Mal eben in die Branche für hochwertige Messer einzusteigen, ist jedoch schwierig. "Es gibt in dem Markt eine Reihe von etablierten Unternehmen in Süddeutschland", erklärt Ganz. Ohnehin sei die Kultur, hochwertige Küchen- oder Jagdmesser im Besitz zu haben, im Süden der Republik stärker ausgeprägt. "Für Lederhosen und Hirschfänger ist der Markt dort größer als hier im Norden."

Neben der Messerfertigung baute er sich deshalb noch ein zweites berufliches Standbein auf. "Über die Jahre habe ich viel Erfahrung im IT-Bereich gesammelt, deshalb nehme ich auch Aufträge an, in denen es darum geht, eine Internetseite oder eine Software zu programmieren." Sein Traum bleibe es aber, von dem Messer-Handwerk leben zu können.
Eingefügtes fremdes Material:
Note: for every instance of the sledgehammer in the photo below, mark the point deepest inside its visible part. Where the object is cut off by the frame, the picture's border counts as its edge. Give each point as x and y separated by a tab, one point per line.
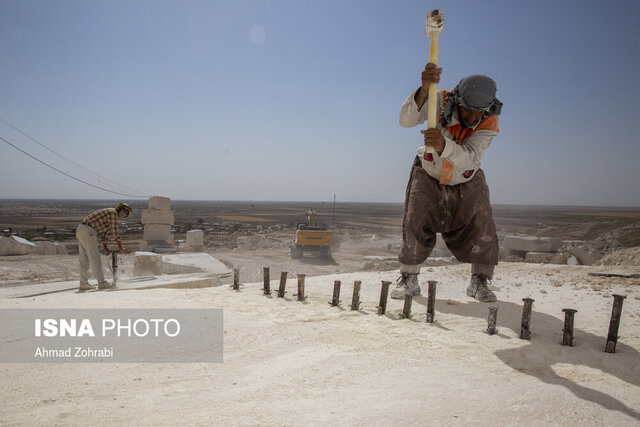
434	26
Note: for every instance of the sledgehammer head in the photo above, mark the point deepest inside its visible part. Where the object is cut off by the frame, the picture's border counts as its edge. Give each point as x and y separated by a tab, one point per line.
435	22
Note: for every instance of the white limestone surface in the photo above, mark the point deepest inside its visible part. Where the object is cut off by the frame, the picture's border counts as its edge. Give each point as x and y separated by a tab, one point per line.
15	245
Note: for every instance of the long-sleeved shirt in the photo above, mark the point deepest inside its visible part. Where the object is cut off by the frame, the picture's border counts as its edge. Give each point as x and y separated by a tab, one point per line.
104	221
463	146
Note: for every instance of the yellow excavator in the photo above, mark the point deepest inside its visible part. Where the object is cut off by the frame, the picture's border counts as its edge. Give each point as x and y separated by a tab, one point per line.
311	237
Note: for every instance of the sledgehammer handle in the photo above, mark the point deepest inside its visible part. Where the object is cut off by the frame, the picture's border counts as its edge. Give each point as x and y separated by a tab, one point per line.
432	101
434	26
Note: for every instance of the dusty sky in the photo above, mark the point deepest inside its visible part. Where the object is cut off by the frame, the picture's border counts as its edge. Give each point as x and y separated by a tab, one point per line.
298	100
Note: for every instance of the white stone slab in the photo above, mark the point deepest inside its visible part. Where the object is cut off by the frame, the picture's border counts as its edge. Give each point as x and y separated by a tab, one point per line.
158	233
195	239
157	216
531	243
158	202
146	263
46	248
199	261
15	245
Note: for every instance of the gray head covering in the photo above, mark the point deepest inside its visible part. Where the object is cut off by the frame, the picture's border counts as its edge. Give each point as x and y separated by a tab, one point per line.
476	93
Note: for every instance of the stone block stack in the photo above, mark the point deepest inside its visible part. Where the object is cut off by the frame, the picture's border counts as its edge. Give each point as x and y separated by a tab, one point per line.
195	240
157	221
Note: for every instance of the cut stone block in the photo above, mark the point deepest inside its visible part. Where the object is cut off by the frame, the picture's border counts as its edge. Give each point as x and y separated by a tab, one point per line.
161	203
440	253
572	261
46	248
146	263
157	216
585	256
197	262
157	232
15	245
540	257
531	244
195	239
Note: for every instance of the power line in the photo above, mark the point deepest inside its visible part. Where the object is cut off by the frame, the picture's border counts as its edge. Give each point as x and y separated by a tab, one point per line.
65	158
70	176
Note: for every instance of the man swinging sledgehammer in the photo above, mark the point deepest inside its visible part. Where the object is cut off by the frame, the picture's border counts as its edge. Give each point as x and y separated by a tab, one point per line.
447	192
104	222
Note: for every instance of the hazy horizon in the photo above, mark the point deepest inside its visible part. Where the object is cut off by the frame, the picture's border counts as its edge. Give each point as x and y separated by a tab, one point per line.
299	100
325	202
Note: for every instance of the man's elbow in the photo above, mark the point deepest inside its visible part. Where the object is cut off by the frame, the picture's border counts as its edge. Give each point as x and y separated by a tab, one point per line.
406	123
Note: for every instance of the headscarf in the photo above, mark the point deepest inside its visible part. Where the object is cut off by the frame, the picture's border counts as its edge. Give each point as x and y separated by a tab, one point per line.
476	92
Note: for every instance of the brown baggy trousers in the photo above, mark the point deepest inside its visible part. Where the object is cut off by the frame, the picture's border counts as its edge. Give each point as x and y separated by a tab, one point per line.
461	213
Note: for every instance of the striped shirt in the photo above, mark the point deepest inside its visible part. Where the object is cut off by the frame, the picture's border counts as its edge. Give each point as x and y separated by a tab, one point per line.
104	221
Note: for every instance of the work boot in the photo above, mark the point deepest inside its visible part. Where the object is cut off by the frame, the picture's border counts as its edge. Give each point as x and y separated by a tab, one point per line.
478	288
104	285
407	284
85	287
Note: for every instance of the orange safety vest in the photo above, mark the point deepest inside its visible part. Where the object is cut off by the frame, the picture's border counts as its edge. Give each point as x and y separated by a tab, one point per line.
459	135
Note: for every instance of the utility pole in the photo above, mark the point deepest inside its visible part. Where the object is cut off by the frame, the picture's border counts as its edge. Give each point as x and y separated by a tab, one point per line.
334	209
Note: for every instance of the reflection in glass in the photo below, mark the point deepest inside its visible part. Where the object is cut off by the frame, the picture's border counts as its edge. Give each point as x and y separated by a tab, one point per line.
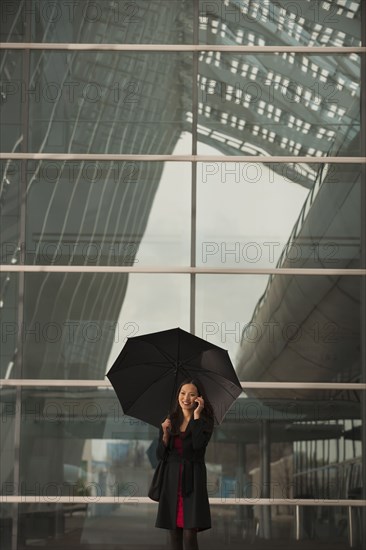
98	102
286	328
98	22
267	22
279	215
7	444
270	23
74	323
97	213
280	104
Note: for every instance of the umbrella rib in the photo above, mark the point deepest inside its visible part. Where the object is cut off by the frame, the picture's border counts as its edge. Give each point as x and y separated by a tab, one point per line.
149	388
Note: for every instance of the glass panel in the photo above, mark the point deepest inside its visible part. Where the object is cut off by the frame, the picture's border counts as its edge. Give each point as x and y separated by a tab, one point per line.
270	23
252	215
279	104
7	417
6	524
97	22
76	324
284	328
97	102
10	174
99	213
10	324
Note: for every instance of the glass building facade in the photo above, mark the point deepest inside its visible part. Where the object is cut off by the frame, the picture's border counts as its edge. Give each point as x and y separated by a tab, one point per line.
196	164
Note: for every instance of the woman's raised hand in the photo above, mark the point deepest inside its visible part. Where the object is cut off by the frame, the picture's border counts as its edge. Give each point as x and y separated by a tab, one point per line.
167	426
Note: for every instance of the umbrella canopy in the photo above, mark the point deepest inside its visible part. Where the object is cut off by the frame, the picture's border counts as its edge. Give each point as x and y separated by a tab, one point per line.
150	368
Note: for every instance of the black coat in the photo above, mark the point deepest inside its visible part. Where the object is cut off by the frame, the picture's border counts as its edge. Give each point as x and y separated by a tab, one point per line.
196	507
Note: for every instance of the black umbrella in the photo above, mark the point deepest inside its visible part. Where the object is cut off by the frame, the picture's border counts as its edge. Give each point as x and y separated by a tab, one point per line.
150	368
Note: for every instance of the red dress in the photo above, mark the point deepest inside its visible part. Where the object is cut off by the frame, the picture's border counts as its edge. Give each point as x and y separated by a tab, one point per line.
178	444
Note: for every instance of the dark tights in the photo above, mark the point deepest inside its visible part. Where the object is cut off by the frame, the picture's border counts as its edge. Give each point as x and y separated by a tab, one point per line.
188	536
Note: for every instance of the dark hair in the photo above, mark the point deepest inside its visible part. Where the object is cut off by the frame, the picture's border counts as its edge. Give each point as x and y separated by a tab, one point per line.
176	414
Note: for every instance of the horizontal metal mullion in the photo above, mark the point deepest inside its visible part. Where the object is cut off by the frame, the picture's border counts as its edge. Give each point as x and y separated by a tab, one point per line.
214	501
245	385
183	158
12	268
180	48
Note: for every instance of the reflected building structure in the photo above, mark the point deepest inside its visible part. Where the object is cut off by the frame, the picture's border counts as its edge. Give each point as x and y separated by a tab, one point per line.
94	212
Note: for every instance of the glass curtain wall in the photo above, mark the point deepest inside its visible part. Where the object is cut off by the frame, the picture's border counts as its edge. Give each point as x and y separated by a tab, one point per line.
194	164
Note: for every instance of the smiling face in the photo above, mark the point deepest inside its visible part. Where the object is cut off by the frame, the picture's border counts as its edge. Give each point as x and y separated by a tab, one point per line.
187	396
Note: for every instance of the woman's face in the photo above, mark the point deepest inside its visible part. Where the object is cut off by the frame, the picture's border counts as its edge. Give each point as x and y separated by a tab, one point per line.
187	396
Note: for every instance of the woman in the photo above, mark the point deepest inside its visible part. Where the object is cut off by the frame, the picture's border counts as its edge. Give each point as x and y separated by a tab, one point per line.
184	435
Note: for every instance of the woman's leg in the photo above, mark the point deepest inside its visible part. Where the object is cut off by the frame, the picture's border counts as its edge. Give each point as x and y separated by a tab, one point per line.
176	539
190	539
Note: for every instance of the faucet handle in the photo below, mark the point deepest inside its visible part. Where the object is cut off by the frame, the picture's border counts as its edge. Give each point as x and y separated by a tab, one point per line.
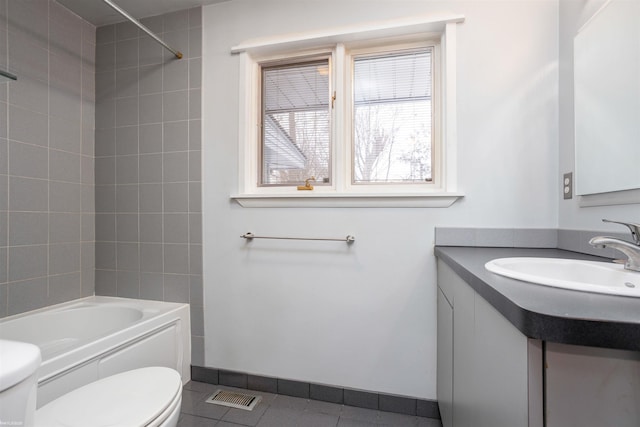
634	228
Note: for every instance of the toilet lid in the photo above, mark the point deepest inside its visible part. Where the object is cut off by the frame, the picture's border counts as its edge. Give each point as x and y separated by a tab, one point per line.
132	398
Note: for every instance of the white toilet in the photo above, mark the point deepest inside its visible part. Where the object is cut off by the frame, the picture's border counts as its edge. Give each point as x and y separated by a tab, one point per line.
148	397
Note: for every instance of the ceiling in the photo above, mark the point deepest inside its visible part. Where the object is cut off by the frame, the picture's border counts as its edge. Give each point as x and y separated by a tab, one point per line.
98	13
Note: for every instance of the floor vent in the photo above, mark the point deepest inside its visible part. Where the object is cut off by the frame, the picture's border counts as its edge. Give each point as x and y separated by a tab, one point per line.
234	399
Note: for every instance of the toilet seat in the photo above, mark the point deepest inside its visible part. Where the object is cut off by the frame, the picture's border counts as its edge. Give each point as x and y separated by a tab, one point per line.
141	397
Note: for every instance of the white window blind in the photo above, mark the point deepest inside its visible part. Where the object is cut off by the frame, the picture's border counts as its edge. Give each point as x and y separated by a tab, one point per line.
295	123
392	115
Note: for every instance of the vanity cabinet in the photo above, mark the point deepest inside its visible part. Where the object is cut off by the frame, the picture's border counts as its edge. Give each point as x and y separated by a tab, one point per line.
490	374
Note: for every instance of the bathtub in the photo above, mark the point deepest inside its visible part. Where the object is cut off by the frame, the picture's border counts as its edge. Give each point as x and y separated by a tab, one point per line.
91	338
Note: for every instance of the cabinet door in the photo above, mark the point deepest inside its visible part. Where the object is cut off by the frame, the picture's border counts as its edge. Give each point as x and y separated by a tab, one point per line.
592	387
445	360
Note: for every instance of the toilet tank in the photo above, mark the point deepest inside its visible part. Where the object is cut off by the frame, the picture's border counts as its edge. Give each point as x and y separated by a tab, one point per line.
19	364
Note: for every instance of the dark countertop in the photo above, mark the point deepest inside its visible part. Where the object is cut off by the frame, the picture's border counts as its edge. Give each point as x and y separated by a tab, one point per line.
547	313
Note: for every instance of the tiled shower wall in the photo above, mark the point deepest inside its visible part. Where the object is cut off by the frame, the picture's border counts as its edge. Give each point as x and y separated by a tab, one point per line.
46	156
147	170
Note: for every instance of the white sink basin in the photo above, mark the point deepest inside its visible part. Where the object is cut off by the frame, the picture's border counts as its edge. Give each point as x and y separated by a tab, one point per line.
588	276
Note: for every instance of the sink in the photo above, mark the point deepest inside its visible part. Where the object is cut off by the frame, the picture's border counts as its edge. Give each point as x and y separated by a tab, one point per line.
587	276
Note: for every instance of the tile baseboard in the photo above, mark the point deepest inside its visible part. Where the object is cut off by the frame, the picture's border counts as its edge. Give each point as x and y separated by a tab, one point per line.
350	397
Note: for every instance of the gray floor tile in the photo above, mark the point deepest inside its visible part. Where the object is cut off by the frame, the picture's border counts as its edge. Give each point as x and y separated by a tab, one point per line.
359	414
187	420
346	422
201	387
280	417
391	419
288	402
315	419
283	411
190	399
324	407
244	417
209	410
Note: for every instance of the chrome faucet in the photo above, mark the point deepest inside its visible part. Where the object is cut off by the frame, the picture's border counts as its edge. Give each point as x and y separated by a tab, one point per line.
630	249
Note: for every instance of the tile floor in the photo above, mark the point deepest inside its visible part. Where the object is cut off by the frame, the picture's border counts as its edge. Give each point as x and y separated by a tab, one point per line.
282	411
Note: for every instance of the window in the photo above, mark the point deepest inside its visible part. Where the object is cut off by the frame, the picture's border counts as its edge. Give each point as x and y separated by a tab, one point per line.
362	120
392	117
295	121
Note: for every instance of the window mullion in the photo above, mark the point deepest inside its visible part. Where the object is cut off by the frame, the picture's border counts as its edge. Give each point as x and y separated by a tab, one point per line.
340	141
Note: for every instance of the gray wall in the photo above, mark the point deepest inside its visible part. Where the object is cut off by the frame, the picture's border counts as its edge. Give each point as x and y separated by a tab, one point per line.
46	156
148	208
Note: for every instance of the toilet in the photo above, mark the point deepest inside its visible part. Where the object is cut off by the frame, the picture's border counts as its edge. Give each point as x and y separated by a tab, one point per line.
149	397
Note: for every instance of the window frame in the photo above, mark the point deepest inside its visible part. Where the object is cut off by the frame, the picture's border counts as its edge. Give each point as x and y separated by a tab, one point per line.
372	48
290	62
340	44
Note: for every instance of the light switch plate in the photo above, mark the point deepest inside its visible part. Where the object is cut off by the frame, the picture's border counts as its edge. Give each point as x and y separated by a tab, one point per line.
567	185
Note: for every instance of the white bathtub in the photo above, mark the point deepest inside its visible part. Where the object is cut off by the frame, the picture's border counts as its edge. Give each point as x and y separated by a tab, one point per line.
91	338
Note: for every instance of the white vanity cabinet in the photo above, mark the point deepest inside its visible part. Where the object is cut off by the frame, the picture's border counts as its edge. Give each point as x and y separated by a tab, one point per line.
489	374
592	387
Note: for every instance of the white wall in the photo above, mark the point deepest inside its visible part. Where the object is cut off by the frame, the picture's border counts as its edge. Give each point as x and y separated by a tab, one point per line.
573	15
365	316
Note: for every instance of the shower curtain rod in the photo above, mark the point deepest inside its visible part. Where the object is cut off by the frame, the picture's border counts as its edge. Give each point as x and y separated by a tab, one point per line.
137	23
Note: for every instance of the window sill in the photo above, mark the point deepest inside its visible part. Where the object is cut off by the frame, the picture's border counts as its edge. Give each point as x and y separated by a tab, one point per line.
325	200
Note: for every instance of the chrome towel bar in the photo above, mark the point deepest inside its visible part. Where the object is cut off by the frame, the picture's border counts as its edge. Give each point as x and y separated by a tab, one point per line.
137	23
250	236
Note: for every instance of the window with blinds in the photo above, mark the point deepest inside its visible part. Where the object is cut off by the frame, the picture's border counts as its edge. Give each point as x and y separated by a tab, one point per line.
295	123
392	116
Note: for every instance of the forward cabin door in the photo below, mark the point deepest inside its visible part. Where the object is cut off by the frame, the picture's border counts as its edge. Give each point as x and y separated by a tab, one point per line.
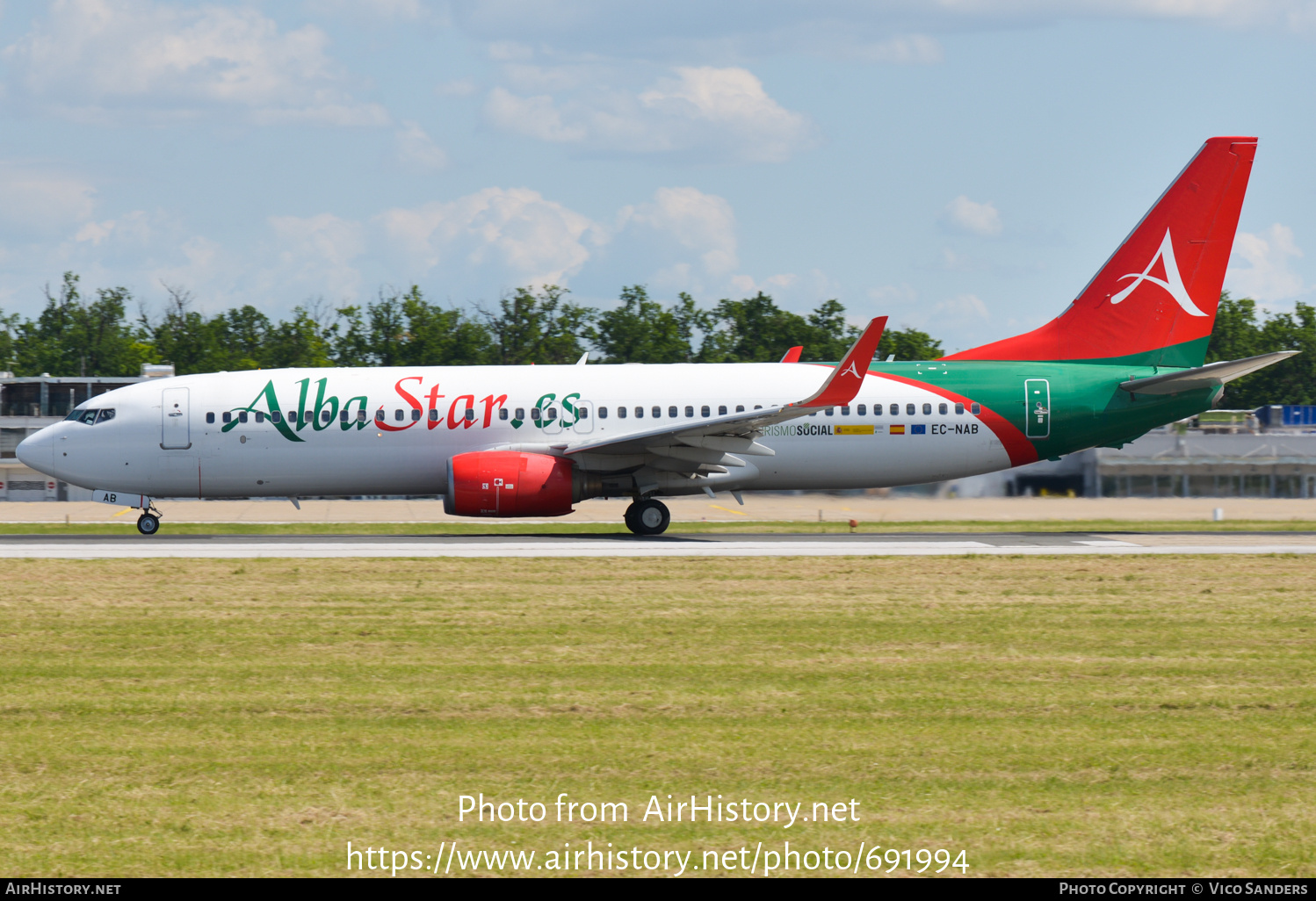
1038	408
175	430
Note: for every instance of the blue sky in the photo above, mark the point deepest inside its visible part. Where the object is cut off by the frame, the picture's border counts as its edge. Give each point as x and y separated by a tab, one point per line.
962	166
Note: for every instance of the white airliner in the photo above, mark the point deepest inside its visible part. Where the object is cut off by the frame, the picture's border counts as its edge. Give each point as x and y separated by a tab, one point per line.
499	441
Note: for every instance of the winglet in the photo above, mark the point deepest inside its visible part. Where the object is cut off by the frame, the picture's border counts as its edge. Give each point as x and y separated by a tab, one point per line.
845	382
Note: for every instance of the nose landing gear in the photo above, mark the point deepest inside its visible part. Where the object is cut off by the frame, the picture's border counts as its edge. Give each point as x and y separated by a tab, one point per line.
647	517
149	523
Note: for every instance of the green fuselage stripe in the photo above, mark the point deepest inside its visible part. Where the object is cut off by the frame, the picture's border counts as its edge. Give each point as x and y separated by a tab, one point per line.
1088	408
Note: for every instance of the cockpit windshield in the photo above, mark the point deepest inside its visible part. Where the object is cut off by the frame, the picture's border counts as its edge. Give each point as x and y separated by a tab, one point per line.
90	417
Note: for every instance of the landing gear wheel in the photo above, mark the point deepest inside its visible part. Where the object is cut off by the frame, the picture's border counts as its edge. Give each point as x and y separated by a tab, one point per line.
647	517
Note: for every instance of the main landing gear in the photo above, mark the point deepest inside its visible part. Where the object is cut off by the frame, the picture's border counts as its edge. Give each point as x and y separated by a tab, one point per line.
647	517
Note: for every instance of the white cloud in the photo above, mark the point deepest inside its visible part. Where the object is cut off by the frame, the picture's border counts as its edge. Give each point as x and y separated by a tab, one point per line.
92	55
697	221
961	308
417	149
1268	256
515	230
39	200
711	112
316	253
970	217
888	32
536	118
464	87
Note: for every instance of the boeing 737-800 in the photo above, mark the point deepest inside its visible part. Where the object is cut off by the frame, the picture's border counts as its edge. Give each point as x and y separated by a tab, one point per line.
499	441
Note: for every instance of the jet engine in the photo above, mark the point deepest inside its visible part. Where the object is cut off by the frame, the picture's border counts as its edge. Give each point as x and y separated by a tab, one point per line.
512	483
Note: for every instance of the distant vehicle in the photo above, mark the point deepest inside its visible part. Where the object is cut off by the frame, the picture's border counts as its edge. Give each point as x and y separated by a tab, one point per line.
499	441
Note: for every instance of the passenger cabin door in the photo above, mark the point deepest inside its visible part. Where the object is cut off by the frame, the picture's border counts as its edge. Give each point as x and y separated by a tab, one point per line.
1038	408
584	416
175	432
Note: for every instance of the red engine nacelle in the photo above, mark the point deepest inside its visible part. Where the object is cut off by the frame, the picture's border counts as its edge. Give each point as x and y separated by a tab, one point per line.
508	483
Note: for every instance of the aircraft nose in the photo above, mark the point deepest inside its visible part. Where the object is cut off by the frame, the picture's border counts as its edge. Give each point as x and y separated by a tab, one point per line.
37	451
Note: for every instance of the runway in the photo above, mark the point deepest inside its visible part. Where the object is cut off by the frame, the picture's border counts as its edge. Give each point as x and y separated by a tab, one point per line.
98	547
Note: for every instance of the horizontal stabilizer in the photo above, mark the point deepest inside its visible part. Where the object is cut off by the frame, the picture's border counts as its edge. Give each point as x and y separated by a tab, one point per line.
1203	377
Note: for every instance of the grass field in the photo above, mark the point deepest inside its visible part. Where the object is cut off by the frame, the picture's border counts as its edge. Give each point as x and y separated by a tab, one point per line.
496	528
1101	716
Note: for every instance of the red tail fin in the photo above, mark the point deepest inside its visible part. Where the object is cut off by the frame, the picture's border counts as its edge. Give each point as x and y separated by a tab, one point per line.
1157	295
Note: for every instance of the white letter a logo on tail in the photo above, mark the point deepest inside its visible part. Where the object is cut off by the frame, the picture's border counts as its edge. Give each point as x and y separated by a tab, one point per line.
1173	283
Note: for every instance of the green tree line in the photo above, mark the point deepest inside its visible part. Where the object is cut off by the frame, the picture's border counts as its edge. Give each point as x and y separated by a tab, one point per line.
1242	332
95	335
Die handgefertigten Stücke von Ganz haben allerdings ihren Preis. 200 Euro muss der Käufer mindestens berappen, besonders aufwendige Klingen kosten um die 1000 Euro. "Meine Klingen sind natürlich nichts für den Fleischer um die Ecke - der kauft billigere Messer im Sack und schmeißt sie weg, wenn sie stumpf werden", so Ganz. Es gebe aber ambitionierte Hobby-Köche, die sich gerne etwas Schönes in die Küche legen.

Aufträge aus Österreich und der Schweiz

Die ordentlichen Preise kommen auch dadurch zustande, weil Ganz viel Arbeitszeit investiert. "12 bis 15 Stunden arbeite ich an einer Klinge mindestens, dafür möchte ich natürlich auch was haben", sagt er.

Hinzu kommt, dass der Handwerker Wert auf Qualität legt: "Es gibt über 1000 Stahlsorten, aber nur 20 eignen sich für Messer." Während Massenproduzenten auf rostfreien Stahl setzen, nimmt Ganz lieber jene Sorten, die anfällig für Rost sind. "Die Messer schneiden dann einfach besser", erklärt er. Damit seine Kunden trotzdem früher oder später keine rostigen und obendrein teuren Messer in der Küche liegen haben, lässt Ganz seine Klingen mit einer hauchdünnen Diamantschicht überziehen. "Den Arbeitsschritt lasse ich aber von einer anderen Firma erledigen", betont er. Für seine Jagd- und Outdoormesser fertigt Ganz mittlerweile auch passende Lederscheiden. "Bei einer Messe im vergangenen Jahr habe ich gelernt, dass viele Kunden auch eine passende Lederscheide zu ihrem Messer kaufen möchten, deshalb stelle ich die nun auch selber her."

15 kostbare Messer hat Ganz im vergangenen Jahr verkauft, er hofft, dass es in diesem Jahr mehr werden. "Ich bin auf die Fachmesse in Dresden gespannt und hoffe auf das Weihnachtsgeschäft." Geld in Marketing-Aktionen hat er bislang kaum gesteckt.

"Ich versuche weiterhin, mir einen guten Ruf durch qualitätiv hochwertige Arbeit aufzubauen", sagt er. Durch seine Internetseite habe er aber immerhin schon einen Auftrag aus Österreich und einen aus der Schweiz erworben. "Es geht aufwärts, aber es wird noch eine Zeit dauern, bis ich davon leben kann."